Market Insider By John Finnerty 436 Views

State targeting vaping sales to minors

HARRISBURG — Minors who attempt to buy vaping products or get caught with e-cigarettes at school could face criminal charges under legislation that passed the state House unanimously Monday.

It’s already illegal, under federal law, for stores to sell vaping products to minors.

Pennsylvania state law allows police to charge minors for trying to buy tobacco products or bringing them to school, but state law doesn’t yet cover vaping products.

That means under existing law, while there are state and local inspections to crack down on tobacco sales to minors, those inspections don’t include checking whether stores are selling vaping products to juveniles, said Nate Wardle, a state Department of Health spokesman.

That policy would change if House Bill 97 passes the Senate and is signed into law by Gov. Tom Wolf, Wardle said.

“If state law would bar the sale of vaping to minors, then we would include that in our inspections,” he said.

A minor caught trying to purchase tobacco products can be fined between $100-$250 for the first offense. Youth caught with tobacco products at school can be fined $50.

House Bill 97 would update the law to treat vaping products — including those that don’t include nicotine — the same as tobacco products.

The measure passed the state House unanimously last session but died in the Senate judiciary committee. The new chairwoman of that committee, Sen. Lisa Baker, R-Luzerne County, has sponsored almost identical legislation and a committee vote on the Senate version of the vaping bill is scheduled for Wednesday.

“The intent is the same” in both the Senate and House anti-vaping bills, said Andrew Seder, a Baker spokesman.

“Reversing the dramatic teenage use rates requires efforts on multiple fronts,” Baker said in a memo seeking support for Senate Bill 396, which was introduced March 11. “While the FDA recently published new tobacco sales rules, our state law should reflect the reality of sales history and strive to curb exposure to minors.”

House Bill 97 “would complement” the federal law, said state Rep. Kathy Rapp, R-Warren County, the author of the legislation, in an interview earlier this month.

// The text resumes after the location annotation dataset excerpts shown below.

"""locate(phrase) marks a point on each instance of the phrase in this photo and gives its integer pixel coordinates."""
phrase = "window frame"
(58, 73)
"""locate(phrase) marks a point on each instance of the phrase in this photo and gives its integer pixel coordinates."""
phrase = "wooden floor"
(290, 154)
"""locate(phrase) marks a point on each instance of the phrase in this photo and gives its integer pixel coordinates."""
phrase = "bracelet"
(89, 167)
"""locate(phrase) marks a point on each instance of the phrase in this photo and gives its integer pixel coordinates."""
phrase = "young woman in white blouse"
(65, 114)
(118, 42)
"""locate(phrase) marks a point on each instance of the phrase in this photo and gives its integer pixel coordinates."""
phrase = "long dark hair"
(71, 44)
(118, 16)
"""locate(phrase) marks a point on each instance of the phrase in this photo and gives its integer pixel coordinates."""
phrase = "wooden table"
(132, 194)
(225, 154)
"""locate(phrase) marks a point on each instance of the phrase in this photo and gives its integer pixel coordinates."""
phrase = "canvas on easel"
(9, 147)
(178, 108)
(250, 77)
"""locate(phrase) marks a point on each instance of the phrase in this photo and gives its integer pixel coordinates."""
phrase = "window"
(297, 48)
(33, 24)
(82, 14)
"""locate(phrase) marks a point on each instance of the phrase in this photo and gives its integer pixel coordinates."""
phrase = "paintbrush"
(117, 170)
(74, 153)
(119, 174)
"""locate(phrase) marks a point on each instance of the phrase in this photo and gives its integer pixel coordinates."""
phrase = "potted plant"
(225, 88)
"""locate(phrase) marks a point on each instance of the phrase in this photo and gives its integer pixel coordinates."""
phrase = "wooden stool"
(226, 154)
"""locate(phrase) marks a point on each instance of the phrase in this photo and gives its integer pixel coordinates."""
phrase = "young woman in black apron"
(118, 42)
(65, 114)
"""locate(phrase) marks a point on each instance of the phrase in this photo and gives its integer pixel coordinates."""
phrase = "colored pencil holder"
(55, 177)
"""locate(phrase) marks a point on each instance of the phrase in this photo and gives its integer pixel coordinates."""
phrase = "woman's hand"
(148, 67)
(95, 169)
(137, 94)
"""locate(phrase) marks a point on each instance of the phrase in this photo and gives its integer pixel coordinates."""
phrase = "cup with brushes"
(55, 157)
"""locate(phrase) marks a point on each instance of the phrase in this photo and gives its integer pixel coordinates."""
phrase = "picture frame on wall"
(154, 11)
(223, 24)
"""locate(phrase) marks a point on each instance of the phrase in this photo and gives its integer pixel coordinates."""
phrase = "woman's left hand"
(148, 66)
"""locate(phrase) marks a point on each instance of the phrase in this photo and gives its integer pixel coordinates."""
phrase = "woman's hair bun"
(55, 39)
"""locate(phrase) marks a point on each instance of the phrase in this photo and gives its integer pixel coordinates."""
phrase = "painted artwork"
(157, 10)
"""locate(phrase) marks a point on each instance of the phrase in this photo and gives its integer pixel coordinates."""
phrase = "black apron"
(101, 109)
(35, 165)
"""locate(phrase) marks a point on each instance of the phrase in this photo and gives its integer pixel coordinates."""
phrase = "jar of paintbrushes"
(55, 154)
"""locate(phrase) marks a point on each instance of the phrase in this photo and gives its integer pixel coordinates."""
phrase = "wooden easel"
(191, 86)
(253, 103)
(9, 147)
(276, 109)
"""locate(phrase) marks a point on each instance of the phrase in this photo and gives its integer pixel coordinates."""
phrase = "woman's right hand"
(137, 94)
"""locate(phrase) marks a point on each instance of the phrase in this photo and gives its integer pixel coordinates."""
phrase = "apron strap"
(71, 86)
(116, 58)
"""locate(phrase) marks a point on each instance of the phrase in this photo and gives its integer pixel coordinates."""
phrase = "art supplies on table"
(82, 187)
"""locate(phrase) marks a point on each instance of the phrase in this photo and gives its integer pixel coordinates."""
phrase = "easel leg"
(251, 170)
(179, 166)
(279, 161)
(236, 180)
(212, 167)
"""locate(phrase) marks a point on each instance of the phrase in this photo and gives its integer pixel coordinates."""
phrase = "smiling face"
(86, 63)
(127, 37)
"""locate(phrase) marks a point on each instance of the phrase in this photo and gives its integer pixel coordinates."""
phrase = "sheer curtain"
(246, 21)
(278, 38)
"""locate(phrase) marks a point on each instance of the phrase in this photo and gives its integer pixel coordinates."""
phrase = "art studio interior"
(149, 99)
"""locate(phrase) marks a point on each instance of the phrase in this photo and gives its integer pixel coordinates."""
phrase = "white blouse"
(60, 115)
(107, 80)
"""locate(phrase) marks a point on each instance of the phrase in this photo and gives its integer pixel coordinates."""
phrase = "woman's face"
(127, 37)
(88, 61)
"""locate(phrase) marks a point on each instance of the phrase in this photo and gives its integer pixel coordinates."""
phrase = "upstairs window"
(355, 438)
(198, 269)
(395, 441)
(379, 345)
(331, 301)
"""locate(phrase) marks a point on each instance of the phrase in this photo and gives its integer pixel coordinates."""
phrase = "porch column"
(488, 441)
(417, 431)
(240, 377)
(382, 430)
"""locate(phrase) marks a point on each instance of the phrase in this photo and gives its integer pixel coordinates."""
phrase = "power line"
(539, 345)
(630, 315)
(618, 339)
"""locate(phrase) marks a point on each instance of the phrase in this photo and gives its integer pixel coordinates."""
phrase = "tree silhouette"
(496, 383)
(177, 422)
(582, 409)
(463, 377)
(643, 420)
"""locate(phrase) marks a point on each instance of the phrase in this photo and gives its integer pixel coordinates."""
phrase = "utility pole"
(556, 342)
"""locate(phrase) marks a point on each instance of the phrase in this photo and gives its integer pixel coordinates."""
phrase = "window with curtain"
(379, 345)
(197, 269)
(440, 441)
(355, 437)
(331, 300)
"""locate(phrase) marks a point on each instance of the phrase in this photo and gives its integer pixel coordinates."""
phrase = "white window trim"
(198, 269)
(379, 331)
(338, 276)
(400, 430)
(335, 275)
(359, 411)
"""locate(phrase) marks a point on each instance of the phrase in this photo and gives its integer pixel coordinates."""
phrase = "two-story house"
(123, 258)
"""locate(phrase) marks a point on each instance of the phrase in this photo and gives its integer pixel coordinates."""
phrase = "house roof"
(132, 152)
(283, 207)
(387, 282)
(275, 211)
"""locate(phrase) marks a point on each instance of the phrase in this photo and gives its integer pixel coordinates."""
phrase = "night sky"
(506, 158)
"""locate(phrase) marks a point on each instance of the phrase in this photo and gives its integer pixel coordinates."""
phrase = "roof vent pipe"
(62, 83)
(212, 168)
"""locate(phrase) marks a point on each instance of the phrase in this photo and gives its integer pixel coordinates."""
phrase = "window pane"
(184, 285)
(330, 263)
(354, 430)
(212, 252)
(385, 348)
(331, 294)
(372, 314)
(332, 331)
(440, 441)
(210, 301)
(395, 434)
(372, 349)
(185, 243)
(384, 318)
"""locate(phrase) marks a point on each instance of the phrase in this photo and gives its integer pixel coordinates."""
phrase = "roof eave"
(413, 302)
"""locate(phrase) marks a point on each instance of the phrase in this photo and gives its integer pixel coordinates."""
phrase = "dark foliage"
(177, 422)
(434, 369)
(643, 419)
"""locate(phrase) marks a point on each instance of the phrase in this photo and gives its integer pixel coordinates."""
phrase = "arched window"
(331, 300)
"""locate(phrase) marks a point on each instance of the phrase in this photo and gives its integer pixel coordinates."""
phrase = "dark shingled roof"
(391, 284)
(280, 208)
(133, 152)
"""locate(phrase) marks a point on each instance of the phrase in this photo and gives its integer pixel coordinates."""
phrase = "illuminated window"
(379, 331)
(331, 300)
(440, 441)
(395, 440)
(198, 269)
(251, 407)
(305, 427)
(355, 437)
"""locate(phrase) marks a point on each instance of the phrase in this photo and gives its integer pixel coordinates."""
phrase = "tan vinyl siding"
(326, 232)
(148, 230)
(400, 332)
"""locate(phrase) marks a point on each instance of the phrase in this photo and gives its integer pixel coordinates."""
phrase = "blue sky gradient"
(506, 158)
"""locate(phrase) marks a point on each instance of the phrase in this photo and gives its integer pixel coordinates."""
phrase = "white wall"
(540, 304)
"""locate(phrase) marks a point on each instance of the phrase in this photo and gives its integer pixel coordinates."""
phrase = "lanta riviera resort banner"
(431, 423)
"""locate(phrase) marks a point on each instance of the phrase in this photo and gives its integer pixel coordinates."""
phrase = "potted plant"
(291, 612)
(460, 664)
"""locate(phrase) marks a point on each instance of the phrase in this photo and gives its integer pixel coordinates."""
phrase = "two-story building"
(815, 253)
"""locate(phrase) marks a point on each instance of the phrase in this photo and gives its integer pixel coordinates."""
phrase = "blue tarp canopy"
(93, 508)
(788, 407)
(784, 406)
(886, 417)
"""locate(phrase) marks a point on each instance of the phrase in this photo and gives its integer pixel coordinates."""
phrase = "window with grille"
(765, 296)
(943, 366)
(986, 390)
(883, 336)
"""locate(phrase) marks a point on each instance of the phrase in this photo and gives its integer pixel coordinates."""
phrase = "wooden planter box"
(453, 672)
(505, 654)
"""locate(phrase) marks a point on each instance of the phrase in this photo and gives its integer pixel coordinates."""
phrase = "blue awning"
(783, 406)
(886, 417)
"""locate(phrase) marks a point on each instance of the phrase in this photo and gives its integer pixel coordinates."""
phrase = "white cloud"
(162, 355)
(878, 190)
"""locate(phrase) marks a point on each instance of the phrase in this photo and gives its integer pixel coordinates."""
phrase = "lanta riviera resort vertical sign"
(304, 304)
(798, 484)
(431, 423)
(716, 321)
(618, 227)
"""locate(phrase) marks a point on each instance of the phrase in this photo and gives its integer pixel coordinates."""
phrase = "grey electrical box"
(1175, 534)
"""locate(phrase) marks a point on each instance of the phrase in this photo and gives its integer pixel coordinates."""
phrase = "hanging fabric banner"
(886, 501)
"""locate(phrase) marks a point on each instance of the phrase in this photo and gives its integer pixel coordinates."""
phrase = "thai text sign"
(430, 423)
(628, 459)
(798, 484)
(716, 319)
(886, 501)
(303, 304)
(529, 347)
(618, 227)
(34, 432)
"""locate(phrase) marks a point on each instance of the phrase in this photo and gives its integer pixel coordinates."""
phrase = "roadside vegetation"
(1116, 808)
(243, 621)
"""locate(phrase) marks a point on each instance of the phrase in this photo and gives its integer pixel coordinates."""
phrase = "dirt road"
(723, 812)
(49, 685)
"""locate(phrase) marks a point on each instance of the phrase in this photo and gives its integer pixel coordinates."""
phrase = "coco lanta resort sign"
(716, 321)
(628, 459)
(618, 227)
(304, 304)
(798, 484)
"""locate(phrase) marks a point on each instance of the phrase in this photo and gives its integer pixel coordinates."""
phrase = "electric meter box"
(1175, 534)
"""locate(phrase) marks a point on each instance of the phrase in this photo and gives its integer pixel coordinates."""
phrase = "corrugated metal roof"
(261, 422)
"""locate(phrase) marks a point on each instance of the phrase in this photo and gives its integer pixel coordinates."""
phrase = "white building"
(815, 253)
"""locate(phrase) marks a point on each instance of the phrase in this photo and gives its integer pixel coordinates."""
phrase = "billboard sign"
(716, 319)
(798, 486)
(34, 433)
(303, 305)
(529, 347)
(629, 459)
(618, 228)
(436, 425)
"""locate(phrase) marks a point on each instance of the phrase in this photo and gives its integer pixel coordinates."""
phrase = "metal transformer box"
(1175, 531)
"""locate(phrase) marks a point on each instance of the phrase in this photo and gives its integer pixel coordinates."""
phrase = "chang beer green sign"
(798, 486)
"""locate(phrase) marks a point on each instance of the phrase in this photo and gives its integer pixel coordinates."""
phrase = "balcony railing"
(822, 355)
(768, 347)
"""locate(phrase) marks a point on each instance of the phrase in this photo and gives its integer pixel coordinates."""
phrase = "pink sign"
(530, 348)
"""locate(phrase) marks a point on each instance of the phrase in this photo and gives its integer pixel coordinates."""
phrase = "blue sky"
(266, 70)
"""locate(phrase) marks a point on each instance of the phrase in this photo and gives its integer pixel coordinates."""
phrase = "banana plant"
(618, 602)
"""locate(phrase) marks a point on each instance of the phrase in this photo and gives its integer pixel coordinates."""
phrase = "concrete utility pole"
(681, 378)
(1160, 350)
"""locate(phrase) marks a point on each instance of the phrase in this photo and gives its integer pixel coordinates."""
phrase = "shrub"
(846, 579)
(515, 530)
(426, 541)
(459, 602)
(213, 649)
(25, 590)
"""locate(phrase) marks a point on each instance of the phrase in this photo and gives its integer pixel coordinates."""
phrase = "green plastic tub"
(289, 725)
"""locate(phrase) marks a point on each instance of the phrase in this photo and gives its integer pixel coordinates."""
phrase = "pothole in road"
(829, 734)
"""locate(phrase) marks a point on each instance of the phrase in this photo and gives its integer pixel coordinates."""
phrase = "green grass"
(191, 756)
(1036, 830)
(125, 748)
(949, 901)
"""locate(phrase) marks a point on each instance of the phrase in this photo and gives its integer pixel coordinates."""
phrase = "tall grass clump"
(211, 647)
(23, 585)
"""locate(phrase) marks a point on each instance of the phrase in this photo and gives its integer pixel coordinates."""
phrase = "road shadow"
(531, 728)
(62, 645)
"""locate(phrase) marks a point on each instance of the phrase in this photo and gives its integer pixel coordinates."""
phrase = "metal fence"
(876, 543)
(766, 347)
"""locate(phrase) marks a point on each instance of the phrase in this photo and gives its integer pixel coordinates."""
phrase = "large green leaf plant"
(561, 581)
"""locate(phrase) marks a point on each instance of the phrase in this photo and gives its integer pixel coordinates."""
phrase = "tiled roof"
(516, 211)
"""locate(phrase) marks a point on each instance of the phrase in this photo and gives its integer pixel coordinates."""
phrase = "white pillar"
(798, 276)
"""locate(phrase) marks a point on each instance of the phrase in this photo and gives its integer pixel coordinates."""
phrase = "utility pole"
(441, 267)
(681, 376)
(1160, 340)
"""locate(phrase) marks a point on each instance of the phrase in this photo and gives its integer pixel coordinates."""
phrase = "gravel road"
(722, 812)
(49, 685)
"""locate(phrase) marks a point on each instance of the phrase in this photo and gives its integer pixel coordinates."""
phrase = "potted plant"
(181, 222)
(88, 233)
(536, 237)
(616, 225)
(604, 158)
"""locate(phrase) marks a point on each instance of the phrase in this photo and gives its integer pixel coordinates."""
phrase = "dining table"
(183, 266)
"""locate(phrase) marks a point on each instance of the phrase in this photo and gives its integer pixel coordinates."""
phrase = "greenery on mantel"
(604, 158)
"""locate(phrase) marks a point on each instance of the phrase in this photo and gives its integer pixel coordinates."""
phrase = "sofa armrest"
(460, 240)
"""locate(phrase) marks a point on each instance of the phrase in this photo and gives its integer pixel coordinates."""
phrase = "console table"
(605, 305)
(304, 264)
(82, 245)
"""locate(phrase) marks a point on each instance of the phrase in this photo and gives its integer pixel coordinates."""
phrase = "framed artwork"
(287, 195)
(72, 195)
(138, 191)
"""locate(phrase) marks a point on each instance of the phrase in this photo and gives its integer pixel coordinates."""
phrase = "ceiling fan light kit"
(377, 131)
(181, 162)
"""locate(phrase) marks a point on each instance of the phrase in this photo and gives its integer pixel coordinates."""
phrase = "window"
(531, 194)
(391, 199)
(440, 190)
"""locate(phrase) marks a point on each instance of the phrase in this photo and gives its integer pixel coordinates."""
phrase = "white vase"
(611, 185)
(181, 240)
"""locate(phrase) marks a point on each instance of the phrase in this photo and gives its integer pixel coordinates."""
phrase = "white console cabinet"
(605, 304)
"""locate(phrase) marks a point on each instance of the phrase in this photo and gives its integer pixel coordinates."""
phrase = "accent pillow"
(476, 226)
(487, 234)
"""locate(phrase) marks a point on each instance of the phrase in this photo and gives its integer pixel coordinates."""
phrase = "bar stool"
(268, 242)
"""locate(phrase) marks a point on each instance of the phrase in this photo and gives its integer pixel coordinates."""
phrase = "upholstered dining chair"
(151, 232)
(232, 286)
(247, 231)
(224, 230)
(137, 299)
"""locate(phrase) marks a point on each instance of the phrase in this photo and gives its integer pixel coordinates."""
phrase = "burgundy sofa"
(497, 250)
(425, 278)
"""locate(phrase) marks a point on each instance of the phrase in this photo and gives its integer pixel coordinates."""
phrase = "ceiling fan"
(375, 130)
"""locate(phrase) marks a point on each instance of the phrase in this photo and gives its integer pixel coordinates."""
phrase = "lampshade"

She was inspired to take up the issue after a store selling vaping products opened in Warren and a member of her staff researched the health concerns about youth vaping use, Rapp said.

“I’m not out to criminalize our youth,” she said.

The FDA also conducts enforcement targeting sale of tobacco products to youth. Last year, the agency did 4,039 inspections of Pennsylvania retailers. In 490 cases, retailers were accused of selling tobacco products to minors. The FDA inspectors recorded just 69 cases in 2018 in which Pennsylvania stores were allegedly caught selling vaping products to youth, according to government records.

The state conducted three times as many tobacco enforcement inspections in Pennsylvania last year as the FDA did and busted stores for selling tobacco to minors four times as often, according to data provided by the Department of Health.

There were 11,932 state tobacco enforcement inspections, including 2,071 that involved allegations that the store sold tobacco to minors, Wardle said.

The legislation is supported by the Pennsylvania School Board Association, said Annette Stevenson, a spokeswoman for the group.

Schools can ban vaping use without the state law, she said. But House Bill 97 would provide “clear authority” which could be applied “consistently” across the state, she said.

The legislation has been opposed by the American Lung Association for penalizing youth instead of focusing on doing a better job preventing stores from selling to minors. The group has suggested a better solution would be to increase the minimum age to buy vaping products and tobacco products to 21.

Six states already require that people must be 21 to buy tobacco products – California, Hawaii, Maine, Massachusetts, New Jersey and Oregon, according to the advocacy group Tobacco Free Kids. Virginia is scheduled to become the seventh on July 1.

Juul, the largest manufacturer of vaping products, said the company would support legislation to increase the legal age for buying vaping products to 21, said Ted Kwong, a spokesman for the company.

“Tobacco 21 laws have been shown to dramatically reduce youth smoking rates, which is why we strongly support raising the minimum purchase age for all tobacco products, including vaping products like JUUL, to 21 in Pennsylvania,” Kwong said. The Juul website already requires that customers must be 21 to make purchases, he said.

The American Lung Association pointed to studies finding that youth who use e-cigarettes are four times more likely to try traditional cigarettes than other youths.

In addition to the anti-vaping bill, the Senate judiciary committee is also scheduled to vote on Senate Bill 473, which raise the age to purchase tobacco products to 21, Seder said.

E-cigarettes typically heat a flavored nicotine solution into an inhalable vapor. While federal law bans their sale to those under 18, 1 in 5 high school students report using e-cigarettes, according to a December survey released by the University of Michigan’s Institute for Social Research. Only 7 percent of 12th-graders reported smoking cigarettes, according to that survey.